Full extraction pipeline -- generate responses, vet quality, capture activations, compute trait vectors.

For pipeline concepts and scenario design, see Extraction Guide.

Flags

Trait Selection

Flag Type Default Description
--experiment str required Experiment name
--traits str Comma-separated traits, e.g. starter_traits/sycophancy,starter_traits/refusal
--category str Process all traits in a category, e.g. starter_traits

Generation

Flag Type Default Description
--rollouts int 1 Number of response rollouts per scenario
--temperature float 0.0 Sampling temperature
--seed int None Random seed for reproducible sampling (requires temperature > 0)
--max-new-tokens int None Max tokens per response (overrides extraction_config.yaml; auto: 16 for base, 64 for instruct)
--replication-level str lightweight lightweight uses simplified prompts + serial generation. full enables paper-verbatim batched story generation for categories that opt in via extraction_config.yaml (e.g., ant_emotion_concepts)
--topics int None Full-mode only. Limit topics from topics_file to the first N entries
--stories-per-batch int None Full-mode only.

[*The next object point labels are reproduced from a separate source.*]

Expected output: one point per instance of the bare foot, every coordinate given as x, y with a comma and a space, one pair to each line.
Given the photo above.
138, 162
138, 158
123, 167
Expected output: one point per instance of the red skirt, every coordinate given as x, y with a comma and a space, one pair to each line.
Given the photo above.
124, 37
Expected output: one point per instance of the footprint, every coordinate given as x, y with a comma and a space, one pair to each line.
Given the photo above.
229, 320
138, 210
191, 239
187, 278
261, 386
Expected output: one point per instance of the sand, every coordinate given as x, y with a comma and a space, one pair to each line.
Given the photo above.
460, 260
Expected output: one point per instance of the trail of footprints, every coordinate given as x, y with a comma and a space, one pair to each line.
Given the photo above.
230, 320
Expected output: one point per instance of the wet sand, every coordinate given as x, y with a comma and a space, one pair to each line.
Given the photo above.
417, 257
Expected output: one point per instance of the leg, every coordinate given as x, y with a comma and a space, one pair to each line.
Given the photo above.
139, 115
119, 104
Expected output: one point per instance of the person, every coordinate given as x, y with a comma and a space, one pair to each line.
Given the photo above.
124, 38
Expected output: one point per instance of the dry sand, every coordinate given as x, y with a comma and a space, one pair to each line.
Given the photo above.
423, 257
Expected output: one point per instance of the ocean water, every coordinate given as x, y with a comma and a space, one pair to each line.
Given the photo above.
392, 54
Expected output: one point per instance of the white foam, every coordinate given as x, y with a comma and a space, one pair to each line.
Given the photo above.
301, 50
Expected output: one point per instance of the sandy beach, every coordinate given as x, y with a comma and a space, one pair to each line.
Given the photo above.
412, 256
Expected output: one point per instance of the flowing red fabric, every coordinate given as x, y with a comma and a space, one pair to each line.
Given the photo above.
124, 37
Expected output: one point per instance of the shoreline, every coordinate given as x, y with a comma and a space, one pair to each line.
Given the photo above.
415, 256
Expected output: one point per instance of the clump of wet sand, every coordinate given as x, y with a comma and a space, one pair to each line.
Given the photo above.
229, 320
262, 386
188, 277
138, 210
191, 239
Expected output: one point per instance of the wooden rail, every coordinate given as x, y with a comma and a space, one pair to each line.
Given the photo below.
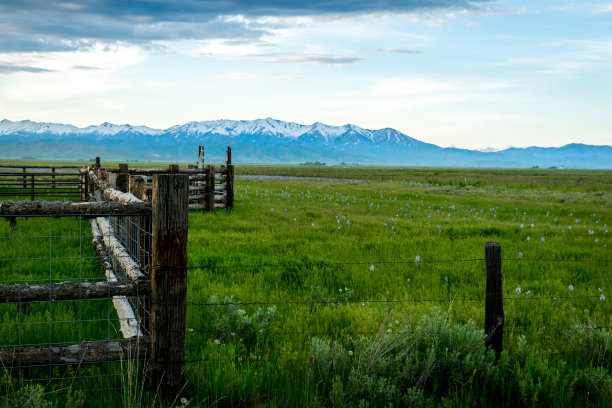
41, 181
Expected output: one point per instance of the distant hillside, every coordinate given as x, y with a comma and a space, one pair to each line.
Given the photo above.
273, 141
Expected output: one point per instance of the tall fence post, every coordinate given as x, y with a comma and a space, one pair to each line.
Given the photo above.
170, 218
123, 178
200, 157
210, 188
494, 301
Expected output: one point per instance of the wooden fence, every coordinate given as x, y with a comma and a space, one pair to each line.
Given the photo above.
48, 182
148, 290
210, 187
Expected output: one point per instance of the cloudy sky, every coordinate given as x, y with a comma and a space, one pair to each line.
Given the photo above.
468, 73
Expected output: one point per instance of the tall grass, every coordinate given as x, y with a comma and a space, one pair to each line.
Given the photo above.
323, 244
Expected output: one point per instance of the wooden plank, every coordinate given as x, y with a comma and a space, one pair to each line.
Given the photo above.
210, 187
81, 353
494, 301
66, 208
128, 324
71, 291
229, 185
170, 222
122, 256
123, 178
109, 193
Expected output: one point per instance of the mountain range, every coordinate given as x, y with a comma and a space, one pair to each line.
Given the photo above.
273, 141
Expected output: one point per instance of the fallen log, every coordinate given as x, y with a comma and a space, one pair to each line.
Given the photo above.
68, 208
127, 318
71, 291
122, 256
109, 193
81, 353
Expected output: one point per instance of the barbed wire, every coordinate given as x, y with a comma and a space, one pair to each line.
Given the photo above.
366, 301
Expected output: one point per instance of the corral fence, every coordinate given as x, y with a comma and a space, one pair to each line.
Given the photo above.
142, 248
210, 187
48, 182
139, 227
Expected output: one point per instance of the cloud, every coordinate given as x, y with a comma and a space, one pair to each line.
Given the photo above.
602, 9
58, 25
10, 69
317, 59
398, 51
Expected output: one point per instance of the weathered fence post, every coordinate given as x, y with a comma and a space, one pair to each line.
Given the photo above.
200, 157
122, 182
209, 197
32, 188
494, 301
170, 217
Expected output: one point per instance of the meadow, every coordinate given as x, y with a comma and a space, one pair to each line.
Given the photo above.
371, 293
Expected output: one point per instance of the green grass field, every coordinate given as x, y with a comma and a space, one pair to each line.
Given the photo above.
323, 262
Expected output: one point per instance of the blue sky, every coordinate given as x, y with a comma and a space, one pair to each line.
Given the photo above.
472, 74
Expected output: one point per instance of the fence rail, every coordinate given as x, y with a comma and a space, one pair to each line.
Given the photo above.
41, 182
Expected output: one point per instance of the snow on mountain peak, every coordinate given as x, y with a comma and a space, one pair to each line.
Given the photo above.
222, 127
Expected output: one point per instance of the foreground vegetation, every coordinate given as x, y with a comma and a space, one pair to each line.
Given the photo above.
323, 261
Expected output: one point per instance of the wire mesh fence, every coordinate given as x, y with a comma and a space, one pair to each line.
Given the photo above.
40, 252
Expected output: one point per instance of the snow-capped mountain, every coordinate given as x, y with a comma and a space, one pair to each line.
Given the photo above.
271, 141
27, 127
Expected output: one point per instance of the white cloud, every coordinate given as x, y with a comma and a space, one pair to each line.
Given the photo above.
602, 9
66, 77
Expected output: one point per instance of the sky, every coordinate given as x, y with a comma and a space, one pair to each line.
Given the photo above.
472, 74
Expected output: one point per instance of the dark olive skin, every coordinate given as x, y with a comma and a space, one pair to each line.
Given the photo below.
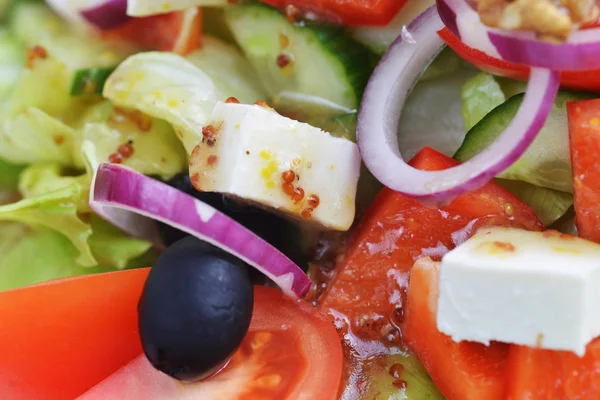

Override extraction_config.yaml's stories_per_batch (default 12 from the Anthropic paper)

Vetting

Flag Type Default Description
--vet-responses flag off Enable LLM judge quality vetting (requires OPENAI_API_KEY)
--pos-threshold int 60 Minimum score for positive responses (0--100)
--neg-threshold int 40 Maximum score for negative responses (0--100)
--max-concurrent int 100 Max concurrent vetting API requests
--paired-filter flag off Filter paired pos/neg responses together
--adaptive flag off Use adaptive extraction position derived from LLM judge scores

Extraction

Flag Type Default Description
--methods str probe Comma-separated extraction methods: probe, mean_diff, gradient, rfm, random_baseline
--component str residual Activation component: residual, attn_out, mlp_out
--position str None Token position for extraction (auto: response[:5] for base, response[:] for instruct)
--layers str None Layers to extract, e.g. 25,30,35 or 20-40 (default: all layers)
--val-split float 0.1 Validation split fraction
--save-activations flag off Save raw .pt activation files alongside vectors

Model & Hardware

Flag Type Default Description
--model-variant str None Model variant from experiment config (default: config.defaults.extraction)
--load-in-4bit flag off 4-bit quantization (requires CUDA + bitsandbytes)
--bnb-4bit-quant-type str nf4 Quantization type: nf4 or fp4
--base-model flag off Force model type to base/pretrained
--it-model flag off Force model type to instruct-tuned
--backend str auto Model backend: auto, local, vllm

Pipeline Control

Flag Type Default Description
--only-stage ints all Run specific stages only, e.g. 3,4 (stages: 1=generate, 2=vet, 3+4=extract, 5=logit lens, 6=evaluate)
--no-logit-lens flag off Skip stage 5 (logit lens runs by default since the model is already loaded)
--force flag off Force recomputation of existing results

Examples

Extract a single trait:

python extraction/run_extraction_pipeline.py \
    --experiment gemma-2-2b \
    --traits starter_traits/sycophancy

Extract multiple traits in one run:

python extraction/run_extraction_pipeline.py \
    --experiment gemma-2-2b \
    --traits starter_traits/sycophancy,starter_traits/refusal

Extract all traits in a category:

python extraction/run_extraction_pipeline.py \
    --experiment gemma-2-2b \
    --category starter_traits

Enable vetting with custom thresholds:

python extraction/run_extraction_pipeline.py \
    --experiment gemma-2-2b \
    --traits starter_traits/sycophancy \
    --vet-responses --pos-threshold 70 --neg-threshold 30

Rerun extraction and evaluation stages only:

python extraction/run_extraction_pipeline.py \
    --experiment gemma-2-2b \
    --traits starter_traits/sycophancy \
    --only-stage 3,4 --force

Tip

Per-trait overrides for position, max_new_tokens, methods, temperature, and rollouts can be set in extraction_config.yaml inside the trait directory. CLI flags always take precedence over YAML config.